Why is the sky blue? We ran this and a few other questions by the new search engine Wolfram|Alpha today. Wolfram|Alpha plays around with 10+ trillion pieces of data to make knowledge computational -- if this, then that; this vs. that; if this occurs, what happens then. You know, what are the relationships between things. It's a valiant attempt at artificial intelligence, and fills a void between Google's vast search of static items and social media search of chat in real time.
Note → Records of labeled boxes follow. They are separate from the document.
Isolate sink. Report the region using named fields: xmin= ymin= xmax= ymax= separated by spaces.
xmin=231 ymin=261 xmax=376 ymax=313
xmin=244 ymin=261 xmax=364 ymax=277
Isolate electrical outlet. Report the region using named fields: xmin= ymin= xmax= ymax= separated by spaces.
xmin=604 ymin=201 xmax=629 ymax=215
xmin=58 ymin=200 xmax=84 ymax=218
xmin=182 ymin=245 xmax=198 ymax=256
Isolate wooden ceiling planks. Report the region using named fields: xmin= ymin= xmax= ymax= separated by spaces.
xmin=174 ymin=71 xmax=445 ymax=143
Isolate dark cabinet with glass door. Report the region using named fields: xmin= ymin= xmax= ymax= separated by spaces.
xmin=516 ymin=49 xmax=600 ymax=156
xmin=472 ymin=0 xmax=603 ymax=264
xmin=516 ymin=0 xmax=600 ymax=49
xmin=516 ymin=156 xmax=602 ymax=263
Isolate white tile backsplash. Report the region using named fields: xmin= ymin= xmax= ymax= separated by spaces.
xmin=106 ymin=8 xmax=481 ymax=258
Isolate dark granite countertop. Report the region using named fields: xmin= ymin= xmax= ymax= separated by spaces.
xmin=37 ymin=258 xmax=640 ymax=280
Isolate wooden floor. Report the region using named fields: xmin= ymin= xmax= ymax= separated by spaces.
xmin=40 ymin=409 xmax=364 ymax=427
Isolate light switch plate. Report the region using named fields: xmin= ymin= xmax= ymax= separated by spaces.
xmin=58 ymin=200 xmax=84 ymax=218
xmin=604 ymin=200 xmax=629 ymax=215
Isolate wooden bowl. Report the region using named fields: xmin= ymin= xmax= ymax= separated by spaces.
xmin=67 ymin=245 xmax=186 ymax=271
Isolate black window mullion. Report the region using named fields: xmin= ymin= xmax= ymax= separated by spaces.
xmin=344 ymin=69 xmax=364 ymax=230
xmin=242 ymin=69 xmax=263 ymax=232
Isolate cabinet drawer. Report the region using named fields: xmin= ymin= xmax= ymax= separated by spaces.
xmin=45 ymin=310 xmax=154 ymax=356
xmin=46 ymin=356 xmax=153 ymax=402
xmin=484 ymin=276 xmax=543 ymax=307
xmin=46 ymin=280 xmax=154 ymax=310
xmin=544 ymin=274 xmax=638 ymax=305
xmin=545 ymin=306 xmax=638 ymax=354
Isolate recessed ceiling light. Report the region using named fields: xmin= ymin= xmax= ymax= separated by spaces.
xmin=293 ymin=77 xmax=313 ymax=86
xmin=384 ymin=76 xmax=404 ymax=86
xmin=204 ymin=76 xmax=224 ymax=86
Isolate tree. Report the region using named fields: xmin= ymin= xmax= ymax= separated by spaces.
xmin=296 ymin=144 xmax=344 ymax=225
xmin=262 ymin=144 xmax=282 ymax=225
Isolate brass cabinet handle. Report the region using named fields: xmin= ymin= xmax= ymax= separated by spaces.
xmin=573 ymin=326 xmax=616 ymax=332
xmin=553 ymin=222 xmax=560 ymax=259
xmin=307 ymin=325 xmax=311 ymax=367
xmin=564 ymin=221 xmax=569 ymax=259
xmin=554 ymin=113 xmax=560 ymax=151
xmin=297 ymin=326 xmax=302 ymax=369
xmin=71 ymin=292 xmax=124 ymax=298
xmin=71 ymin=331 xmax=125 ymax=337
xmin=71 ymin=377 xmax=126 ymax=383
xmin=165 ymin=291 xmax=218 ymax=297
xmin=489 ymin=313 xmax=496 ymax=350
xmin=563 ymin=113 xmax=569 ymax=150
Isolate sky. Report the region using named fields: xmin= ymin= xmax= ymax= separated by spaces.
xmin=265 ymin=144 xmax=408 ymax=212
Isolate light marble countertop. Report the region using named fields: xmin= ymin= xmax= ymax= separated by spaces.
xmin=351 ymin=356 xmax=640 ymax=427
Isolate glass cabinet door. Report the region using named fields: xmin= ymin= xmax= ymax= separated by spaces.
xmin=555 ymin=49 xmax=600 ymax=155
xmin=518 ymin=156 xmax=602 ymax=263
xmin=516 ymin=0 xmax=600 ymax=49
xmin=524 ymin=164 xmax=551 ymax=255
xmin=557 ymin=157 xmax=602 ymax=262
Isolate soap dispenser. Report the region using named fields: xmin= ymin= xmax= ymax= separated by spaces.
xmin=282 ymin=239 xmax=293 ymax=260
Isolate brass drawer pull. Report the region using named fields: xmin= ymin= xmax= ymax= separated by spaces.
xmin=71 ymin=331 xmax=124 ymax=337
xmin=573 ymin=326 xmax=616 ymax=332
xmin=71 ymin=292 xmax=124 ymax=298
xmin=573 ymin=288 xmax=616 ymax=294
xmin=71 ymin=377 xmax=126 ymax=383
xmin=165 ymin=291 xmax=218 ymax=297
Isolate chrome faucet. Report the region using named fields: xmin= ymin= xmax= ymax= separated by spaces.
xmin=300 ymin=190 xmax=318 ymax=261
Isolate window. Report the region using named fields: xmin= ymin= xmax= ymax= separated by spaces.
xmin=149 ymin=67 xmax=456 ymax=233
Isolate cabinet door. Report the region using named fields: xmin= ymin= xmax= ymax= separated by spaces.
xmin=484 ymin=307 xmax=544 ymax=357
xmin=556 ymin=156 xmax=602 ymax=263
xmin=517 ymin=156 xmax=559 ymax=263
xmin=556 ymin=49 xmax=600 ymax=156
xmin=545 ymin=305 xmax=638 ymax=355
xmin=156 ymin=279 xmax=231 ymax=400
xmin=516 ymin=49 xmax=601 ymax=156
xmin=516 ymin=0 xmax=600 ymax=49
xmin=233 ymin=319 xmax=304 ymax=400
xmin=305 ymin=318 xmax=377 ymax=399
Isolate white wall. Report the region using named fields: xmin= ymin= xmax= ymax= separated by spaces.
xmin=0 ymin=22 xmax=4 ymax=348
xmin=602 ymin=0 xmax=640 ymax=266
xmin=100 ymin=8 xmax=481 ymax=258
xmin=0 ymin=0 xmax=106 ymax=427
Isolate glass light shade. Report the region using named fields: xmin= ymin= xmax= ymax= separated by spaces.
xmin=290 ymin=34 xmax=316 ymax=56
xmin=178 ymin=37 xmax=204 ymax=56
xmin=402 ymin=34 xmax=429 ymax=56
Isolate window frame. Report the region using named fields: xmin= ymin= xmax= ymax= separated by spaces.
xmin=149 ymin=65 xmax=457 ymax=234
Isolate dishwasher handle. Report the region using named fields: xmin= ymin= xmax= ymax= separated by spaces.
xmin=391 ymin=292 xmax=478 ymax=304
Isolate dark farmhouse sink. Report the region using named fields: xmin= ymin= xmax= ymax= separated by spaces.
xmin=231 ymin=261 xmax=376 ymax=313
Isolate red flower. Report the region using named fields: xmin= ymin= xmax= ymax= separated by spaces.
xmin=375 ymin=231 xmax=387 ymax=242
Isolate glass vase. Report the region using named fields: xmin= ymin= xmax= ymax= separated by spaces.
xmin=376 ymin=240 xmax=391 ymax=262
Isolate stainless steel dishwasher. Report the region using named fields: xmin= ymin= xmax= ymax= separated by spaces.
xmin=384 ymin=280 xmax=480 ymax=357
Alas, this alpha thing feels more like beta. Wolfram|Alpha fails to answer basic queries and is still a babe in the woods of intelligence. It reminds us just a bit of Chris McKinstry's effort to build a vast artificial consciousness that could answer simple yes/no questions. McKinstry never got close to passing the Turing test, and eventually committed suicide.
Designing intelligence isn't easy. We look forward to seeing where Wolfram goes.
Wolfram|Alpha demo here. Image: Gari Baldi.
4 comments:
AI failed and it will continue to fail because that's not how the human brain works. If you really like this area definitely read Jeff Hawkins book 'On Intelligence: How A New Understanding of The Brain Will Lead To The Creation of Truly Intelligent Machines.' The book is brilliant and so is Jeff's new programming language. My wife works in this field so that's why I have been versed on the subject in recent years.
Why is Sky blue? SEO 2.0 alerted me to Lexxe (http://bit.ly/ee1nG), which did a pretty good job of answering that question unlike WA:
http://bit.ly/FgutO
Intelligence is not the product of how well it answers, but how well it learns. Any idiot can memorize the answers. Only intelligent individuals can sort through data and arrive at logical conclusions.
All this to say, I'm more interested to see how WA does six months from now than at launch.
It is pretty impressive that search engine. you can ask it if it will be the next skynet and it says that it won't.